Heart failure affects about 6.2 million people a year in the U.S. and costs the nation more than $30 billion per year, according to the Centers for Disease Control and Prevention. Pennsylvania-based Geisinger, long known for its expertise in value-based care in treating patients with heart failure, is collaborating with a tech startup to develop and implement a fluid-guided care pathway for treating these patients.

With the buildup of fluid being a key indicator of worsening HF, the program’s goal is to operationalize a fluid-guided care pathway that provides an earlier warning of changes in status to improve care delivery and clinical outcomes using the Bodyport Cardiac Scale. An earlier study conducted in 100 Geisinger patients with HF showed the Bodyport Fluid Alert was able to detect HF events earlier, more accurately, and with fewer false alerts than weight-based monitoring alone, the current standard of care for HF patients. Geisinger’s goal with the program is to see if the Bodyport device can improve case managers’ efficiency in monitoring HF patients and prevent avoidable hospitalizations.

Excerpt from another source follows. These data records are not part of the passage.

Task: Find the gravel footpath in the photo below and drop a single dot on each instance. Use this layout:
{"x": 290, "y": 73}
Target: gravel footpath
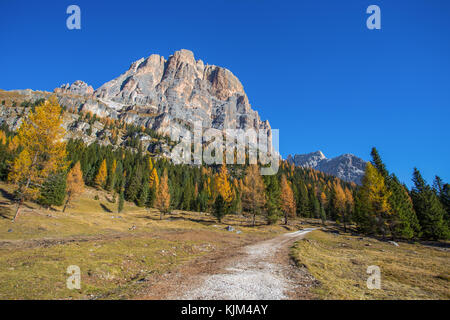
{"x": 255, "y": 275}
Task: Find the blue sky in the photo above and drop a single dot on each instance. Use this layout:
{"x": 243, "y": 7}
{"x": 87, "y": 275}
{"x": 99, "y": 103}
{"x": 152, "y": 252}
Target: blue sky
{"x": 311, "y": 67}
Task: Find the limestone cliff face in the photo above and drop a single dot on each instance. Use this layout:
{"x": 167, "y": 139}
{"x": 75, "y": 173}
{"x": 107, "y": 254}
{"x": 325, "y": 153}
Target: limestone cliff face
{"x": 154, "y": 92}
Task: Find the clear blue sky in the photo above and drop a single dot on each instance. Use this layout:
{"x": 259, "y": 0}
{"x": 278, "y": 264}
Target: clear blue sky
{"x": 311, "y": 67}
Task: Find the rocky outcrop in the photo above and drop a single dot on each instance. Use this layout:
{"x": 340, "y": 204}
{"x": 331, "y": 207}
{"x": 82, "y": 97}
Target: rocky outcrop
{"x": 78, "y": 88}
{"x": 180, "y": 89}
{"x": 346, "y": 167}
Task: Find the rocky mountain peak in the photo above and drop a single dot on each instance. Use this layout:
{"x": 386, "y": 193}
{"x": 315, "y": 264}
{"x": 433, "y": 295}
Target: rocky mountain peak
{"x": 181, "y": 88}
{"x": 78, "y": 87}
{"x": 346, "y": 167}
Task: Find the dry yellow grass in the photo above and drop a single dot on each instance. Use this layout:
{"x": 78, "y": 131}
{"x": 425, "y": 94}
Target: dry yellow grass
{"x": 339, "y": 263}
{"x": 117, "y": 253}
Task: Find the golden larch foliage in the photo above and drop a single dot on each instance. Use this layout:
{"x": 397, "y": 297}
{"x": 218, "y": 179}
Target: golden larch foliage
{"x": 253, "y": 191}
{"x": 222, "y": 184}
{"x": 3, "y": 139}
{"x": 162, "y": 201}
{"x": 74, "y": 183}
{"x": 100, "y": 178}
{"x": 43, "y": 150}
{"x": 287, "y": 199}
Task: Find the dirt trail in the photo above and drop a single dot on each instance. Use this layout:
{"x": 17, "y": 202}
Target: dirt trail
{"x": 260, "y": 271}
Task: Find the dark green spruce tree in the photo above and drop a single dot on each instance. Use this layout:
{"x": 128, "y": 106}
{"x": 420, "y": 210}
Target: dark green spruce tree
{"x": 429, "y": 209}
{"x": 403, "y": 222}
{"x": 53, "y": 191}
{"x": 273, "y": 203}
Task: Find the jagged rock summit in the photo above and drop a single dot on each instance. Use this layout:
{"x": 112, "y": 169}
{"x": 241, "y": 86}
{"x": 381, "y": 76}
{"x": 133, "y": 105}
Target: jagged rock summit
{"x": 155, "y": 92}
{"x": 346, "y": 167}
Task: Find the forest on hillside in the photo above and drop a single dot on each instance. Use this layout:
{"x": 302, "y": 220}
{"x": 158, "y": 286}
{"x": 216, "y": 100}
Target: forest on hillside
{"x": 50, "y": 171}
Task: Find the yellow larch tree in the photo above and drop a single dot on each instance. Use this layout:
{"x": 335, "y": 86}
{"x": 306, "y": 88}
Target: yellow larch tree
{"x": 253, "y": 192}
{"x": 102, "y": 175}
{"x": 222, "y": 184}
{"x": 153, "y": 178}
{"x": 43, "y": 150}
{"x": 162, "y": 200}
{"x": 74, "y": 184}
{"x": 288, "y": 205}
{"x": 340, "y": 203}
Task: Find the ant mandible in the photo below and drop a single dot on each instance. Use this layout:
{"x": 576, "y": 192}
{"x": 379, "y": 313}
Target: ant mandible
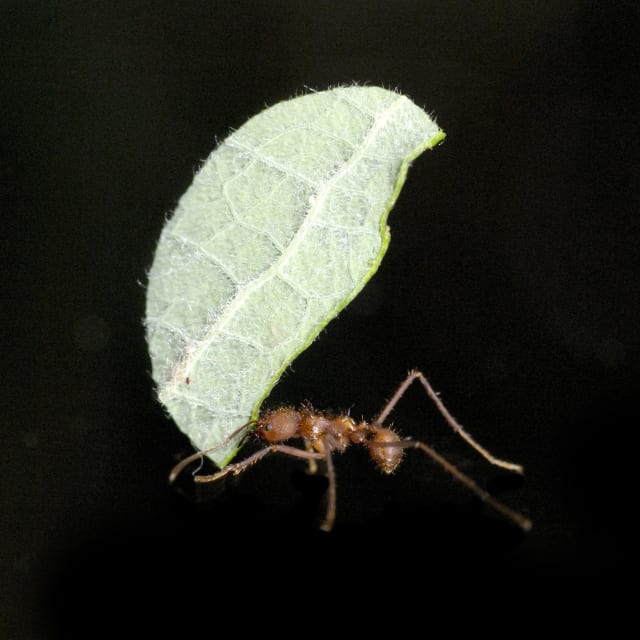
{"x": 324, "y": 434}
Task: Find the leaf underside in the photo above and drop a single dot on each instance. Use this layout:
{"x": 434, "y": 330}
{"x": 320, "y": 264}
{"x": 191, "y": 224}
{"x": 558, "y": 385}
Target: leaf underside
{"x": 281, "y": 228}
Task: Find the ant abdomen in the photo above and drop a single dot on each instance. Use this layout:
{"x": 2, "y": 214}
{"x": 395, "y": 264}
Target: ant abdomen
{"x": 387, "y": 458}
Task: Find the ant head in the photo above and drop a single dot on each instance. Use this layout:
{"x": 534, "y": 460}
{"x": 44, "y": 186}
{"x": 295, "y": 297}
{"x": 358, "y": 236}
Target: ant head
{"x": 278, "y": 425}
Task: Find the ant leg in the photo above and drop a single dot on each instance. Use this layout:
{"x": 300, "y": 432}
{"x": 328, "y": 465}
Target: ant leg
{"x": 523, "y": 522}
{"x": 312, "y": 466}
{"x": 453, "y": 423}
{"x": 330, "y": 516}
{"x": 239, "y": 467}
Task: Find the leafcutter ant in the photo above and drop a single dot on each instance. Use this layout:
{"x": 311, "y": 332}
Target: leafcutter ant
{"x": 324, "y": 434}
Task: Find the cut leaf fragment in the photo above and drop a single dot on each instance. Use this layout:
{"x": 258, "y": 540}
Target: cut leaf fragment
{"x": 281, "y": 228}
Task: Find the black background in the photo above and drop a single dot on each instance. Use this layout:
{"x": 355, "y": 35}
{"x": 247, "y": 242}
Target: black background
{"x": 511, "y": 281}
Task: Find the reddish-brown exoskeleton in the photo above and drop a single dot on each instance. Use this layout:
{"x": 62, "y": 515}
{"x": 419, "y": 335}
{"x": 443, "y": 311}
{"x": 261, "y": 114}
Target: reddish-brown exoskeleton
{"x": 324, "y": 434}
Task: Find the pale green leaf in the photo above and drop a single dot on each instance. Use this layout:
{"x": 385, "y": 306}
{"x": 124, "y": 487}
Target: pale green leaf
{"x": 281, "y": 228}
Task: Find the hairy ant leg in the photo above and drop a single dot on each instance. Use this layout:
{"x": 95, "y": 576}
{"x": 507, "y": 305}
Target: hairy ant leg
{"x": 451, "y": 421}
{"x": 238, "y": 467}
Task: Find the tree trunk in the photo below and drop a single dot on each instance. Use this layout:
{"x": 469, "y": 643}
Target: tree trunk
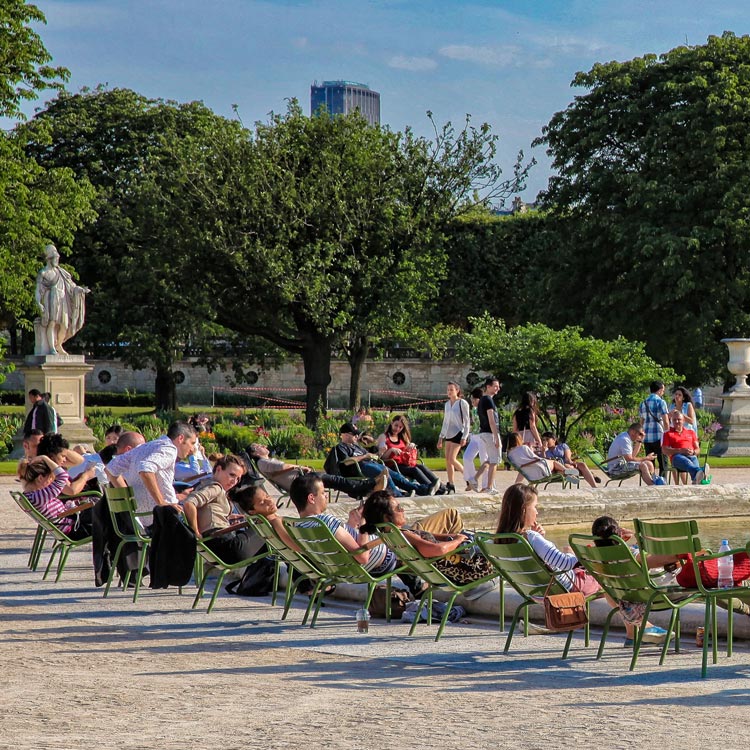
{"x": 316, "y": 358}
{"x": 356, "y": 355}
{"x": 165, "y": 391}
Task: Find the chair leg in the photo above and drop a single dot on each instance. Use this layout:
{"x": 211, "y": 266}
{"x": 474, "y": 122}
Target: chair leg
{"x": 55, "y": 549}
{"x": 444, "y": 618}
{"x": 62, "y": 562}
{"x": 113, "y": 569}
{"x": 219, "y": 581}
{"x": 141, "y": 566}
{"x": 568, "y": 641}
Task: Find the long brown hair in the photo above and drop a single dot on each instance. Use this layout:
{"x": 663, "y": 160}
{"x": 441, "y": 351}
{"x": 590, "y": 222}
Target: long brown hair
{"x": 513, "y": 508}
{"x": 405, "y": 434}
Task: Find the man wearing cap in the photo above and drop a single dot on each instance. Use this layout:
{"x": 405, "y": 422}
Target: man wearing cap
{"x": 349, "y": 451}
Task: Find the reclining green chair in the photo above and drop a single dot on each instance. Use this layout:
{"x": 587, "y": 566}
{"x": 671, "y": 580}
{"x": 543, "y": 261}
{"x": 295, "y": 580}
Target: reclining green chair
{"x": 122, "y": 505}
{"x": 521, "y": 567}
{"x": 625, "y": 579}
{"x": 424, "y": 567}
{"x": 62, "y": 542}
{"x": 567, "y": 480}
{"x": 295, "y": 561}
{"x": 681, "y": 538}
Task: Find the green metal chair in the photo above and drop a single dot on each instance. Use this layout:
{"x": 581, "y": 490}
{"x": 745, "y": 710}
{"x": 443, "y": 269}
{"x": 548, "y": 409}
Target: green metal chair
{"x": 521, "y": 567}
{"x": 212, "y": 558}
{"x": 625, "y": 579}
{"x": 62, "y": 543}
{"x": 681, "y": 538}
{"x": 326, "y": 553}
{"x": 121, "y": 500}
{"x": 602, "y": 464}
{"x": 565, "y": 479}
{"x": 295, "y": 560}
{"x": 425, "y": 568}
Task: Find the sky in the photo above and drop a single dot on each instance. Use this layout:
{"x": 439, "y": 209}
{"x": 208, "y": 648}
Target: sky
{"x": 505, "y": 62}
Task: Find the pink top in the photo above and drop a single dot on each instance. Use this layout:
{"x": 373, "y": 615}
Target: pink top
{"x": 47, "y": 501}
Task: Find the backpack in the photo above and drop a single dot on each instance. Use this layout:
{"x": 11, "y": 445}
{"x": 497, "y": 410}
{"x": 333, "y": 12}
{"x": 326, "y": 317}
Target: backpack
{"x": 257, "y": 580}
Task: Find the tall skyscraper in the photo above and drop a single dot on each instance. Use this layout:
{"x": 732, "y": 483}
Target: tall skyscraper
{"x": 342, "y": 97}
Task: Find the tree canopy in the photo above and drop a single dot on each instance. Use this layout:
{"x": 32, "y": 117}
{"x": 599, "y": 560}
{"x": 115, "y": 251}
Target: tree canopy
{"x": 571, "y": 374}
{"x": 652, "y": 200}
{"x": 328, "y": 233}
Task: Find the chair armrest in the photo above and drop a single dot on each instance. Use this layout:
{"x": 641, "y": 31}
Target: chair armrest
{"x": 75, "y": 509}
{"x": 228, "y": 529}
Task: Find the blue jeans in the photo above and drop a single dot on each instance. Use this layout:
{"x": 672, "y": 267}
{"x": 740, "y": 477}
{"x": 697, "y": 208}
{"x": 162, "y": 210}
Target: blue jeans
{"x": 686, "y": 463}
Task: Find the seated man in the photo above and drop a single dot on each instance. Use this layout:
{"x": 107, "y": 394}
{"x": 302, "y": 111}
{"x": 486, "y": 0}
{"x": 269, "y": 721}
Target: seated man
{"x": 348, "y": 449}
{"x": 208, "y": 510}
{"x": 561, "y": 452}
{"x": 149, "y": 468}
{"x": 283, "y": 474}
{"x": 622, "y": 456}
{"x": 682, "y": 447}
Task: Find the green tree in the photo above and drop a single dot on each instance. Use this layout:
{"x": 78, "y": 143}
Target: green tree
{"x": 328, "y": 233}
{"x": 653, "y": 199}
{"x": 37, "y": 205}
{"x": 571, "y": 374}
{"x": 24, "y": 71}
{"x": 141, "y": 257}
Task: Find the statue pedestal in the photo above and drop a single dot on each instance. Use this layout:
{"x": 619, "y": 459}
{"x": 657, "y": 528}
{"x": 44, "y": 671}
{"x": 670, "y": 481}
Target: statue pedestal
{"x": 63, "y": 376}
{"x": 733, "y": 439}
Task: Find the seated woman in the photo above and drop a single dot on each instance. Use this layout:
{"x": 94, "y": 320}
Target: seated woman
{"x": 469, "y": 565}
{"x": 607, "y": 527}
{"x": 525, "y": 420}
{"x": 208, "y": 510}
{"x": 395, "y": 445}
{"x": 43, "y": 481}
{"x": 561, "y": 452}
{"x": 57, "y": 448}
{"x": 522, "y": 457}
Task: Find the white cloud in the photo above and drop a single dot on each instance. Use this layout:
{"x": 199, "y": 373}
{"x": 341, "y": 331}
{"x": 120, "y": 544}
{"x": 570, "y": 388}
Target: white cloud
{"x": 495, "y": 56}
{"x": 416, "y": 64}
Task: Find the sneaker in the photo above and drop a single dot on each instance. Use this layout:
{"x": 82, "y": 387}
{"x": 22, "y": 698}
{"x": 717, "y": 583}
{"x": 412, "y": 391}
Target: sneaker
{"x": 654, "y": 634}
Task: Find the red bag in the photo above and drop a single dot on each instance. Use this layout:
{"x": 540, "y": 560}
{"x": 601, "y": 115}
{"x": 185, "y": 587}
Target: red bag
{"x": 709, "y": 570}
{"x": 409, "y": 456}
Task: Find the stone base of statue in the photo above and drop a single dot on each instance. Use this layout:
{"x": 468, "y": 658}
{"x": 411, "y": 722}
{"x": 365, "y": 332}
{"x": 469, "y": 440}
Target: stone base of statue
{"x": 733, "y": 439}
{"x": 62, "y": 375}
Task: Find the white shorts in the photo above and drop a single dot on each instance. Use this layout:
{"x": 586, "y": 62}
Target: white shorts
{"x": 493, "y": 453}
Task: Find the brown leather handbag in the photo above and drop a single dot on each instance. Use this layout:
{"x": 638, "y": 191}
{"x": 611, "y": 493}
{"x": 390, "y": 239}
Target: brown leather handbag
{"x": 563, "y": 612}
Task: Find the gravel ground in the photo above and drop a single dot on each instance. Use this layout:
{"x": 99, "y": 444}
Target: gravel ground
{"x": 81, "y": 671}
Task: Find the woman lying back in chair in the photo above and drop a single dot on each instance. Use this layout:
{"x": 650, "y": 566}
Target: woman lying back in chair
{"x": 43, "y": 481}
{"x": 469, "y": 565}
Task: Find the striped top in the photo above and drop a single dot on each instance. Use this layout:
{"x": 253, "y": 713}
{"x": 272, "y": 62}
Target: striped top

Similar in form to a conventional weight scale, the Bodyport Cardiac Scale is a physical platform with embedded sensors that noninvasively measure metrics of heart function and fluid status in the same step patients take to weigh themselves each day. The Bodyport Fluid Alert incorporates changes in weight, fluid levels and pulse rate measured through the Cardiac Scale to remotely notify care teams of changes in a patient's health status.

Geisinger’s case managers can log onto Bodyport’s data platform 24/7 to access a patient’s data. The platform also sends an alert whenever a patient’s fluid accumulation reaches a level that indicates worsening heart failure. Patients who are enrolled in the pilot will be sent the Bodyport scale, which is powered by four AA batteries. The device is cellular connected so patients do not need a smartphone or home Wi-Fi.